Las súplicas de Tommy conmovieron a María Isabel. Ella era una mujer noble y de buen corazón, además odiaba las injusticias y sabía que con su madre se habían cometido muchas arbitrariedades y abusos.
—La ayudaré, no por ti, sino por ella, y porque soy una mujer que le gusta ayudar a los demás. Así que no me lo tienes que pedir. No la voy a desamparar.
—Gracias —expresó él, la contempló con ternura hasta que los guardias lo tomaron por los brazos y lo sacaron de la corte.
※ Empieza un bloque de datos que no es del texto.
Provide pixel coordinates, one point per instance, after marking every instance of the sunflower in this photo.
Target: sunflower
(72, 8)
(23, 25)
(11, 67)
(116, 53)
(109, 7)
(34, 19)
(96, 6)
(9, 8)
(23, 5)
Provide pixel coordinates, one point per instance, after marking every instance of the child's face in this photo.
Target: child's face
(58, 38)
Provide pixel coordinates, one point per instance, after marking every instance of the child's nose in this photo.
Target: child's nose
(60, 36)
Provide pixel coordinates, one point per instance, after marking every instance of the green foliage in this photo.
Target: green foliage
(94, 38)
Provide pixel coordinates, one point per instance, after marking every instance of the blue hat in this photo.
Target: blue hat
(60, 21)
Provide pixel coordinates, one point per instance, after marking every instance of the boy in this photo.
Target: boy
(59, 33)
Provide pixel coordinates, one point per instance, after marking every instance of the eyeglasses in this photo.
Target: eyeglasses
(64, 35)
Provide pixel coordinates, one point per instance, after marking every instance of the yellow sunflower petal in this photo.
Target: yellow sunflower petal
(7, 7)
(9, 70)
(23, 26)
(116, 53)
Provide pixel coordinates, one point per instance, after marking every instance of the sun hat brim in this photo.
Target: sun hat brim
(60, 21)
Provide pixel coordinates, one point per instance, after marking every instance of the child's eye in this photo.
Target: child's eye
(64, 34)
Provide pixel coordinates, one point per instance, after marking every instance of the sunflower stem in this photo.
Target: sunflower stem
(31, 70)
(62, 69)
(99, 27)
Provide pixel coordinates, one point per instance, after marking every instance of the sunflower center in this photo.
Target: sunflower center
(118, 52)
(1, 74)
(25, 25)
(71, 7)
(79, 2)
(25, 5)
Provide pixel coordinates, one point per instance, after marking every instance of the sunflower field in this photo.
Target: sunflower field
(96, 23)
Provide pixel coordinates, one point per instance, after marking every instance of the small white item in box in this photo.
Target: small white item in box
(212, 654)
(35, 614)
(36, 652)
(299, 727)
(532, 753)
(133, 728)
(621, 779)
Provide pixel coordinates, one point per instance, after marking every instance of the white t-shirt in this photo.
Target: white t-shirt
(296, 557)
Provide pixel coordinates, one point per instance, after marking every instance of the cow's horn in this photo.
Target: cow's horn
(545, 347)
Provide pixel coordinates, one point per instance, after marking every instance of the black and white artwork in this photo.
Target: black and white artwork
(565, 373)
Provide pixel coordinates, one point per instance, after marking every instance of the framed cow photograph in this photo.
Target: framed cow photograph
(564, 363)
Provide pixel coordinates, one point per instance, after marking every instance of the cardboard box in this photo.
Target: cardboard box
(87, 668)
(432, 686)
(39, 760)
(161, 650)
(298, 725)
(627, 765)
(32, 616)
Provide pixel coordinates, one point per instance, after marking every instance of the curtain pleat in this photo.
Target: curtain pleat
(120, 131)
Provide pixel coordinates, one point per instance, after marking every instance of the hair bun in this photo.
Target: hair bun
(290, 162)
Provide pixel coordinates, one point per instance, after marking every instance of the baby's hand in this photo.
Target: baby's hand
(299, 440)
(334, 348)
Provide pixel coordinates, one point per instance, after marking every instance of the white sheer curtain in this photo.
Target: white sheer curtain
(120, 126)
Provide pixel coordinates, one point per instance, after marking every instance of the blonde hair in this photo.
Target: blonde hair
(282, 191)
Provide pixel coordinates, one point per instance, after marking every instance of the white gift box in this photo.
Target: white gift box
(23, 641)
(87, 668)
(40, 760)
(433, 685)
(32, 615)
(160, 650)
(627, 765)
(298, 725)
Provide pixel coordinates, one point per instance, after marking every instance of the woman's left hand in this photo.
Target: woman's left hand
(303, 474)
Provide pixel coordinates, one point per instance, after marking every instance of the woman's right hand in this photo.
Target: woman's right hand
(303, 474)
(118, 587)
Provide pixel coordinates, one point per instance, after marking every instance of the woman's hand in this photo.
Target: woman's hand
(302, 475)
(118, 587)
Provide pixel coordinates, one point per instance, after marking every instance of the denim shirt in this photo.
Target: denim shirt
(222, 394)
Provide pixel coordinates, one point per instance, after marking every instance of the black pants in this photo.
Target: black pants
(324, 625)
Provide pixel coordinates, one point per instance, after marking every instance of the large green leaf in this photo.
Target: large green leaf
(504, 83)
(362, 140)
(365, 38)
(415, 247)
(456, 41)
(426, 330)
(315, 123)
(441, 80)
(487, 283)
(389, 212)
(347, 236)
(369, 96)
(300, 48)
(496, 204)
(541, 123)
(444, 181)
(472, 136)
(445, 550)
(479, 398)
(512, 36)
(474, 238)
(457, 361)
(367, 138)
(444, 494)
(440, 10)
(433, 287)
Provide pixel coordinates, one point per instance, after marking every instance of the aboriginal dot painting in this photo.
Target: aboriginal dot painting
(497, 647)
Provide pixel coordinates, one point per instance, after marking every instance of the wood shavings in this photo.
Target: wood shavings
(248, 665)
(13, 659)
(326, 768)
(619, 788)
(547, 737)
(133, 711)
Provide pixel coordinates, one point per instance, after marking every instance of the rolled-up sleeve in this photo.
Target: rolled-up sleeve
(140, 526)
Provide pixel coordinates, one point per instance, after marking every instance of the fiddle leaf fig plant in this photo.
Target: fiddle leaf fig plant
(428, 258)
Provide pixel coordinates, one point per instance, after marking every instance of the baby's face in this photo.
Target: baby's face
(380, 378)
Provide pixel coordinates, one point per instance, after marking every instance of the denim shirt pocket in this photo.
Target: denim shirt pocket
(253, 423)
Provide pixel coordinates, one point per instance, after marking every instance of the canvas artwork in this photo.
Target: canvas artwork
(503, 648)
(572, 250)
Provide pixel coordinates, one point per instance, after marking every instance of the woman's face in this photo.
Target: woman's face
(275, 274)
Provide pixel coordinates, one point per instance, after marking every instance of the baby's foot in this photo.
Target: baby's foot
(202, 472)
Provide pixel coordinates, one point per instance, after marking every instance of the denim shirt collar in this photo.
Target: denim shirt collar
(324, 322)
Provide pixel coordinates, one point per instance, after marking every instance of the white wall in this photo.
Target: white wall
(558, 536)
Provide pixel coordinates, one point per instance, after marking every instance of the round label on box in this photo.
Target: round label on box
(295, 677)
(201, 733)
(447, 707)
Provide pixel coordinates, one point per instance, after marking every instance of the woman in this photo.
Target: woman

—No entiendo tu empeño de ayudar a los delincuentes —musitó casi gruñendo Aldo.
—Si lo estuviera ayudando, no lo habría condenado. Ayudo a la mamá porque la historia de esa mujer me ha conmovido.
—Puras falacias. En fin, cuando te des cuenta de que todo era un teatro, me dirás que yo tenía razón. —Resopló—. Bueno, vayamos a festejar el triunfo. —Ladeó los labios.
Claro que tanto para los Rossi como para los Duque era un día de felicidad, pero para María Isabel no. Era la primera vez que no se sentía feliz de enviar a alguien a prisión.
—Ve al auto, voy al tocador.
La joven abogada entró a los impecables baños de la corte y se miró en el espejo. Su mirada no brillaba como cada vez que ganaba un juicio; tenía sentimientos encontrados.
—Sé que es culpable, soy consciente de todo el daño que causó. No lo voy a justificar, pero su historia me conmueve. Siento que pude hacer algo más por él que enviarlo a prisión —susurró mientras se miraba en el espejo—. Sin embargo, era mi deber condenarlo. Aunque no deseo que se hunda, merece una nueva oportunidad. Se veía arrepentido. —Alargó un suspiro, sintiendo una opresión en el pecho—. Quizás Aldo tiene razón y no tengo madera de abogada. No debería importarme lo que suceda con Tommy. —Apretó sus puños—. Tal vez fue un error involucrarme con su mamá, pero pobre mujer, está tan sola. ¡Dios, ilumíname! —suplicó.